If we continue to ignore certain truths, things will only get worse. If we continue to accept only parts of reality instead of the entire reality, the things we can presently control will quickly move into the realm of that which is out of our control.
Here are some hard truths that companies and organizations and the people who manage them need to face:
Credit unions must adapt to the new forces at play in the marketplace. It’s not the other way around. You must go to the market because the days of business just walking in the door are over. If your business isn’t growing the way you’d like, one of the reasons might just be that your beliefs on the best ways to conduct business are no longer appropriate for the current marketplace. If you can’t recognize that knowing everyone’s name isn’t a top priority for today’s consumers, you need to rethink your strategy or at least do some research. No one is suggesting that you stop giving outstanding personalized service but you don’t work at Cheers. The truth is that the target market of consumers (Generation X and Millennials) want you to solve their problems. If you happen to know their names, that’s a bonus. But it isn’t necessary.

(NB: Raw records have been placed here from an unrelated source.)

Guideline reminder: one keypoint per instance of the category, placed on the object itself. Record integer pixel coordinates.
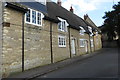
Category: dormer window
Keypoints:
(62, 26)
(82, 31)
(33, 17)
(41, 1)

The “good old days” are exactly that….old. If your standards and methods are still anchored in the past, they aren’t doing any good and are most likely harming your enterprise. It’s good that some things never change; however, there are other things that simply must change. The “good old days” are gone. They’re never coming back. Let them go or step aside before it’s too late.
Not all credit unions are lagging behind! There are some organizations doing tremendous things and making smart strategic decisions! Unfortunately though, the hard truth is there are still entirely too many credit unions that spend a lot of time talking about the need to innovate and modernize but not nearly enough time taking meaningful action. Or they’re ignoring these critical realities altogether and hoping things will go back to the way things were.
Sometimes the truth makes us uncomfortable. If that discomfort results in taking action to address the reality, that’s not such a terrible thing, is it?